Homer Alaska - News

Story last updated at 4:01 PM on Wednesday, April 18, 2012

Homer man indicted on 20 counts of sexual misconduct

Charges go back 17 years

By Michael Armstrong
Staff Writer

Following an 18-month investigation by the Homer Police Department, the Kenai Grand Jury last Friday indicted a Homer man on 20 counts of sexual misconduct involving three alleged victims, all women related to each other.

Samuel Wise, 26, was charged with three counts of first-degree sexual assault, second-degree sexual abuse of a minor, two counts of second-degree sexual assault, third-degree sexual abuse of a minor, all felonies, and 11 counts of fourth-degree sexual abuse of a minor, attempted fourth-degree sexual abuse of a minor and second-degree indecent exposure, all misdemeanors.

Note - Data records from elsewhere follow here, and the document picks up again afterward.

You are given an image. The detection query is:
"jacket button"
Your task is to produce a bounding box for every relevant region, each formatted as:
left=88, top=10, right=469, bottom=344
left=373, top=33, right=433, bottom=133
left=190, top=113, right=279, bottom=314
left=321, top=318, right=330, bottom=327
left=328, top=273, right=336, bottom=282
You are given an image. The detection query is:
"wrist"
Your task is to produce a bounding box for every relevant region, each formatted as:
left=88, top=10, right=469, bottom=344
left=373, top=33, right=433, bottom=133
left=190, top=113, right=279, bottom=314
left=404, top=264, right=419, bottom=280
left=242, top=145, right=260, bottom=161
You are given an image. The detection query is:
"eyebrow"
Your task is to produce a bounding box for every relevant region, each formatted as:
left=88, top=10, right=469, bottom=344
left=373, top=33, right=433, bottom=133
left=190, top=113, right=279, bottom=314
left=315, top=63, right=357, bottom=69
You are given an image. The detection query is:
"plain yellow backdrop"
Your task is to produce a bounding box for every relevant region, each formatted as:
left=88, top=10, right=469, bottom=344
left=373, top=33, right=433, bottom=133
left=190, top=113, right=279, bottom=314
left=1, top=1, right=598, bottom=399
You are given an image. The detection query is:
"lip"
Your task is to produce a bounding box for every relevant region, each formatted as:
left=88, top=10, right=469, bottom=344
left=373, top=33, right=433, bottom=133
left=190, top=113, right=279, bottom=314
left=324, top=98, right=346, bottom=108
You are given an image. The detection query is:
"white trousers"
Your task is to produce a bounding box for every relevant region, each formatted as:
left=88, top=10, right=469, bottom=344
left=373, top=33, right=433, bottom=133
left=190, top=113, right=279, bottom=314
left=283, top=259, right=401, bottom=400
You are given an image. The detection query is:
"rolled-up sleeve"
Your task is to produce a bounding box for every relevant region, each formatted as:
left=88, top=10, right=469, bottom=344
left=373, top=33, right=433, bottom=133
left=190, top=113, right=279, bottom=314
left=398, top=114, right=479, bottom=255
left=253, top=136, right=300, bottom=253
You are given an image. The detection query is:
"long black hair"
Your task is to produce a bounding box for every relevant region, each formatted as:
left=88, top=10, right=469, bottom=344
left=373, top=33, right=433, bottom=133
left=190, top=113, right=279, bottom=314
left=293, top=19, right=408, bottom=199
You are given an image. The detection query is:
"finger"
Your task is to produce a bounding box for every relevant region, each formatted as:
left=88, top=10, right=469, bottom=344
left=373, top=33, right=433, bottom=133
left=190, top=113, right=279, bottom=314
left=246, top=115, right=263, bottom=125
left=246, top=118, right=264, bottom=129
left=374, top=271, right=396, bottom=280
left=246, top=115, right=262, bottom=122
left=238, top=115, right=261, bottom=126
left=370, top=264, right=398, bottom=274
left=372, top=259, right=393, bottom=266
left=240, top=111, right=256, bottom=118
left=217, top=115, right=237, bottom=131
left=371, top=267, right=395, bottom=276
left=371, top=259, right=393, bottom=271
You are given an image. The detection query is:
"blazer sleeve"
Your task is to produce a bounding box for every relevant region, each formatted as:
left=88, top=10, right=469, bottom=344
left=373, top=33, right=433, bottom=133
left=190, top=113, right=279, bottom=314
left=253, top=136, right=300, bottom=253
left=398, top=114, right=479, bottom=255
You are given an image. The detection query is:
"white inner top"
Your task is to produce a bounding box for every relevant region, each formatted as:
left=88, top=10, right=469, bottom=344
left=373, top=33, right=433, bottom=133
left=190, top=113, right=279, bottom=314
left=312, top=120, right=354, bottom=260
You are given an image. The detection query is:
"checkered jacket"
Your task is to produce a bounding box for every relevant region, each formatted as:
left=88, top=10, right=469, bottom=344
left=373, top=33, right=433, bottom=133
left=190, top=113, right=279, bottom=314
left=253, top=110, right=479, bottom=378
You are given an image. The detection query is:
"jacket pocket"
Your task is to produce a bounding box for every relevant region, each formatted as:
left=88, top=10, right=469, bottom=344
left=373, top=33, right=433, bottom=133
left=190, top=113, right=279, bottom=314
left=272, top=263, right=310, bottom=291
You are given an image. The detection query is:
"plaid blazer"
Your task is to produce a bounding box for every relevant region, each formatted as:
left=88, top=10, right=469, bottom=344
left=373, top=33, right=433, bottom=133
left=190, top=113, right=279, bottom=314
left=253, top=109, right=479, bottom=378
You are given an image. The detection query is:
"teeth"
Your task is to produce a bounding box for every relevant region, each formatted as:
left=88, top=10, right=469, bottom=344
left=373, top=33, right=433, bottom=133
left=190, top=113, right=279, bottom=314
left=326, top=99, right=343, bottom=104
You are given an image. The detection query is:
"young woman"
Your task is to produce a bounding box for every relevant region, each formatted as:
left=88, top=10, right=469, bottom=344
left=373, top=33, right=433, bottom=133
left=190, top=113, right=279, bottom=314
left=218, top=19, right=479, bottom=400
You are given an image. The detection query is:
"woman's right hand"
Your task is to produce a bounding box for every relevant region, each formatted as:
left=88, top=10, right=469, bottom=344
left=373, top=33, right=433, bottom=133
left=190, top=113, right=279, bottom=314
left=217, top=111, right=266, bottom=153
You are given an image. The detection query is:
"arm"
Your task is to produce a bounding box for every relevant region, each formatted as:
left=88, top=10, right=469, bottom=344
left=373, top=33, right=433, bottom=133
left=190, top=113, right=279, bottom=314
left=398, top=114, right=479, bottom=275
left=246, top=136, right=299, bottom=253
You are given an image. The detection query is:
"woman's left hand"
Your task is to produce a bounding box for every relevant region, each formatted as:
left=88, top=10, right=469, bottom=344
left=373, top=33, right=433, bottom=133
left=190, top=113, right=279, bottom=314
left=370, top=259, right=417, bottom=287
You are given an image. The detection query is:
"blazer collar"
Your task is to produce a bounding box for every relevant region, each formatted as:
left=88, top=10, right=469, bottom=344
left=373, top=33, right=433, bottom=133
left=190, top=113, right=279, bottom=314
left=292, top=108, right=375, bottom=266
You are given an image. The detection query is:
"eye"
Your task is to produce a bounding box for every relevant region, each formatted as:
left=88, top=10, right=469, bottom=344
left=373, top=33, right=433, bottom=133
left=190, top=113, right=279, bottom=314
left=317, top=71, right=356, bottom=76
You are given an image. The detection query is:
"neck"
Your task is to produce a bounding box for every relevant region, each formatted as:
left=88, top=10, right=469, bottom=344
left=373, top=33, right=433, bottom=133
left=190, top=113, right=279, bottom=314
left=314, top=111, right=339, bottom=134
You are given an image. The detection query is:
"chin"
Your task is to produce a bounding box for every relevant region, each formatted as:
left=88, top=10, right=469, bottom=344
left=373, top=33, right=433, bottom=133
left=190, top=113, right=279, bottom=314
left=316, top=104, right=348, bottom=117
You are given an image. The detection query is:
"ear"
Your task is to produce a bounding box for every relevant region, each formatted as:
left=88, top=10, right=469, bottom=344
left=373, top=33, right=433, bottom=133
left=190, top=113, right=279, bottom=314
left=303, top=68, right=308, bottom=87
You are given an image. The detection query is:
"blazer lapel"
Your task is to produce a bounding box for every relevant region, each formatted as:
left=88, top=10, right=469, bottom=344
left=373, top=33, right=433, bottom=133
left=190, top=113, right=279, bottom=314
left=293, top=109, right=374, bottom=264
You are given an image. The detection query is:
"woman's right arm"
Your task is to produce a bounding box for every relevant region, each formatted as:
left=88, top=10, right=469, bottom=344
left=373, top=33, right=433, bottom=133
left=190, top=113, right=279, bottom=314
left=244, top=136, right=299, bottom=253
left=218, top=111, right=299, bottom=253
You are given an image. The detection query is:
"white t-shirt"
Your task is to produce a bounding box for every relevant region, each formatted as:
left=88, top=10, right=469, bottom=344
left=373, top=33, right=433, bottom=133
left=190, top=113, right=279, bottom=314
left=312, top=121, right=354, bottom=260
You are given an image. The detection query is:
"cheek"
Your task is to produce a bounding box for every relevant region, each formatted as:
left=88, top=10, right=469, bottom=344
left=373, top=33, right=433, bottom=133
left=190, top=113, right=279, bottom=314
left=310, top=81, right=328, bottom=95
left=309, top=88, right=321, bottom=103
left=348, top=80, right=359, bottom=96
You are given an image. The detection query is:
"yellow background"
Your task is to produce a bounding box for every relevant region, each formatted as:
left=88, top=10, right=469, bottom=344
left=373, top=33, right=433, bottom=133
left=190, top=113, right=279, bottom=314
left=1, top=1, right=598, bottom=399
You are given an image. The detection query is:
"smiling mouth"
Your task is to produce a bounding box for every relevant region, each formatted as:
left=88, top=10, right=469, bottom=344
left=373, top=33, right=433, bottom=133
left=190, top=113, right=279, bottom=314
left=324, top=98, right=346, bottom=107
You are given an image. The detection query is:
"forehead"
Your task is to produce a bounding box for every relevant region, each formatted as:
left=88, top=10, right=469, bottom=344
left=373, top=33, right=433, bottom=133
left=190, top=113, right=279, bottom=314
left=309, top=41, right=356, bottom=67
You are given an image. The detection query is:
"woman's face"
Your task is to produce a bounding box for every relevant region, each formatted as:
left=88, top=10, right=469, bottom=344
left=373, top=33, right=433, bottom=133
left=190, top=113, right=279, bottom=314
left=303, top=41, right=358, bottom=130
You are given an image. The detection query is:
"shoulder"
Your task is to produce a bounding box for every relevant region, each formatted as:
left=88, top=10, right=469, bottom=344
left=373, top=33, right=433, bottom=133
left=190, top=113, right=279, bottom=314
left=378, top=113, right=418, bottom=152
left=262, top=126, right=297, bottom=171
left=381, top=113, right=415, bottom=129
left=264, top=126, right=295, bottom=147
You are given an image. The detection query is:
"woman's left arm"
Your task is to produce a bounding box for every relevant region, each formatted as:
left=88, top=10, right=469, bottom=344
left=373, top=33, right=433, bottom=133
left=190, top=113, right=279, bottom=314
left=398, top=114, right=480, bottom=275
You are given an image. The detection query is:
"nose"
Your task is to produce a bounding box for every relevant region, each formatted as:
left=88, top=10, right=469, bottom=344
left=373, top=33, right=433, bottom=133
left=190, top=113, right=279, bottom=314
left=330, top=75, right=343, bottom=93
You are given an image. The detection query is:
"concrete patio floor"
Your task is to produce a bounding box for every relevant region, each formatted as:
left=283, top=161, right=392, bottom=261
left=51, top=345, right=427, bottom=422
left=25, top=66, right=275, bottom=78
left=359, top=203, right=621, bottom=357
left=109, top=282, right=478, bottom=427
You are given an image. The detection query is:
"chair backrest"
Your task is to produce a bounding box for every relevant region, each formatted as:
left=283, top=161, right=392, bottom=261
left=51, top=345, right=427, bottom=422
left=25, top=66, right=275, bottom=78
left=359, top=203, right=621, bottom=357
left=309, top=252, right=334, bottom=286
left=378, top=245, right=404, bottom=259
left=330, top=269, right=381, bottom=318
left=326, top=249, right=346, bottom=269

According to the indictment, some of the alleged incidents go back to 1995 through 2001, when the two alleged victims were between 5 and 12 years old and Wise was between 10 and 16. Later incidents were alleged to have happened between 2004 and 2005 when Wise was 19 or 20 and one alleged victim was 15 or 16. The most recent alleged crime was in 2008, shortly after one woman's 16th birthday and when Wise was 22. In that incident, the woman alleged that Wise sexually assaulted her.

Wise was charged and arrested in January 2011 for that alleged crime. Police started their investigation in November 2010 after the woman, then 18, went with a South Peninsula Haven House advocate to police. An interview with that woman led to two other women who alleged other sexual misconduct by Wise, said Homer Police Sgt. Lary Kuhns.

After being arrested last year, Wise was released on bail and remains on conditions of release, including not to contact the alleged victims.

"As soon as police found out about the allegations, they took steps to make sure the victims were safe," said Homer Police Chief Mark Robl.

In explaining why the alleged victims waited so long to talk to police, Kuhns said it's not uncommon for that to happen.

"That's often the case with victims," he said. "They reach a certain point where they feel secure."

Haven House interim director Jessica Lawmaster agreed.

"Sometimes victims of sexual assault and sexual abuse don't tell for many years," she said.

Sometimes they wait because of fears for their safety or emotional issues, she said — "just a feeling of readiness to tell."

"It's never too late to talk about what happened. It's never too late to tell and get support and services," Lawmaster said. "If something happened to you, it's OK to tell now, even if it's a lot later."

People who want to get support from Haven House can call its 24-hour Crisis Line at (907) 235-8943.

If the incidents when Wise and the alleged victims were juveniles had been reported then, the Office of Juvenile Justice would have responded. Because some of the charges are unclassified felonies, the earlier alleged crimes could be tacked on to the later charges.

Lawmaster said agencies working with sexual assault and abuse have made juvenile sexual misconduct a focus of concern, particularly on how to intervene earlier.

"There are services out there for them," she said of juvenile perpetrators. "The earlier the intervention takes place, the better. Unfortunately we don't always know about that from the beginning."